Bus routes with osm2pgsql flex backend

10 days ago Joachim Topf commited the new flex backend into osm2pgsql. This new backend gives you full control on what data goes where, and the opportunity to massage it a little bit before committing to the db. This is useful not only because we could move processing from the rendering time to the import time (which, let's be honest, we could already do some with the --tag-transform-script option), but also because we can move away from the 4 table setting of the original osm2pgsql mode (line, point, polygons, roads) and also ignore data we don't want in the db or even create new one.

This new backend works exactly like osm2pgsql. There are two stages; the first one goes through all the nodes, ways and relations (in that order), and the second one only through ways and relations. For each one of these types you can define a function, process_[type](). process_node() is only going to be called in stage 1, but process_way() and process_relation() are going to be called in both stages.
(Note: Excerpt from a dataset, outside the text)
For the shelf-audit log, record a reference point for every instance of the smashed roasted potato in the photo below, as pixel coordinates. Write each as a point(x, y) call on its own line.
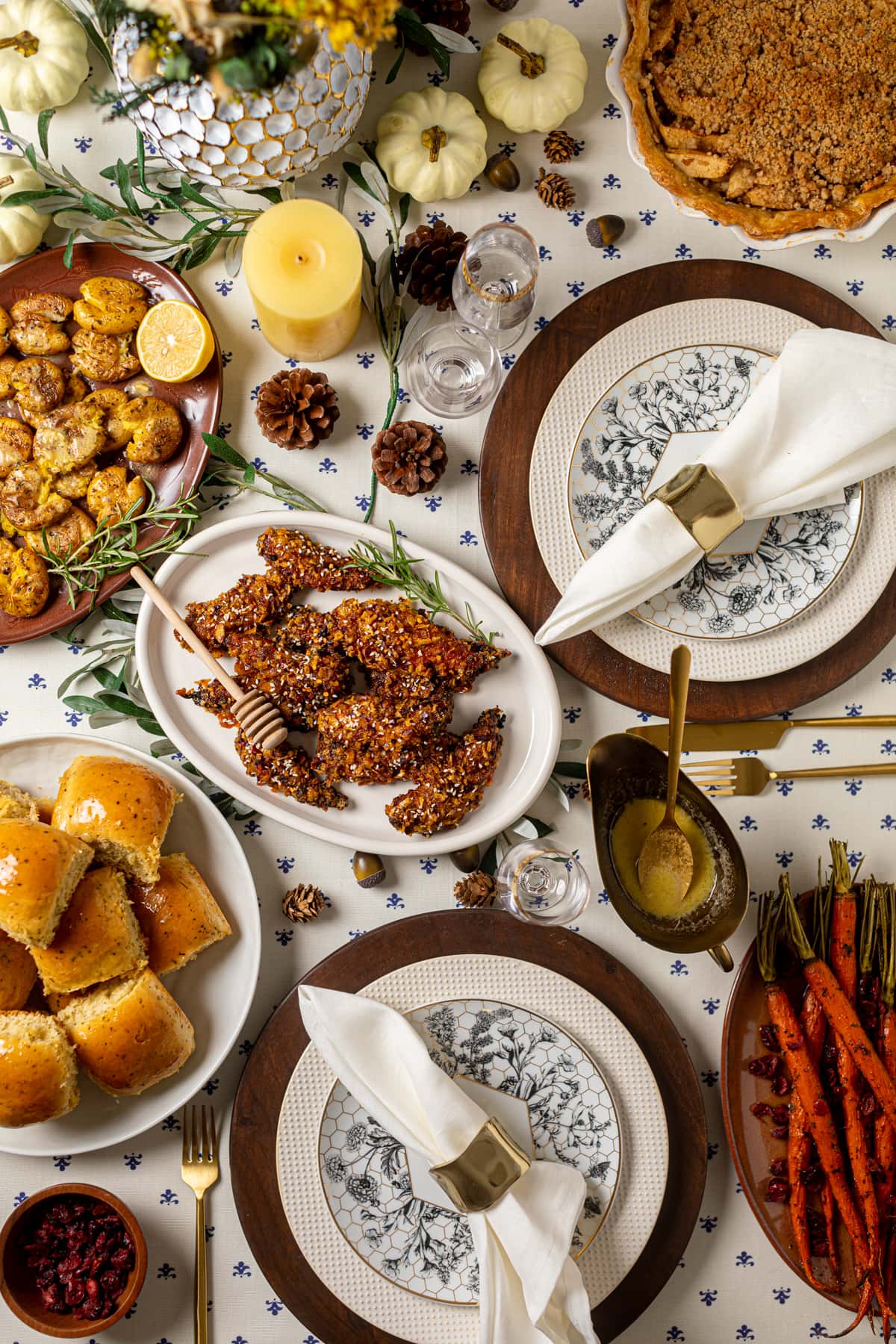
point(25, 584)
point(111, 494)
point(111, 307)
The functions, of course, can figure out in which stage they are; my advise is to split the functions into process_node_stage1() and process_node_stage2() and call them from process_node() to make that more clear. An object is processed in stage 2 only if it was marked in stage 1. For more details, please read the docs, and definitely learn lua.

My first task for this is bus routes. Last time I put some of my few spare time on my fork I managed to display bus routes but it was ugly: overlapping dash based lines that were difficult to follow.

Compare that to a real map of a (quite small) bus network, and you get the idea that my take wasn't going to be useful.

Let's try to think how this can be achieved. What we need is a way to take each way and count how many bus lines are going through it. Bus lines are represented as relations, of which we can take the members. So the first step must be to find all the members of a relation. This can be done in process_relation_stage1(). We mark all the ways in a bus relation, and we also somehow associate the bus to the way.

In stage 2, we process all the marked ways (ways with buses), we count how many buses go through it, we create a new way for rendering each bus line, and we displace this new line based on which 'slot' it belongs to, so the lines are parallel.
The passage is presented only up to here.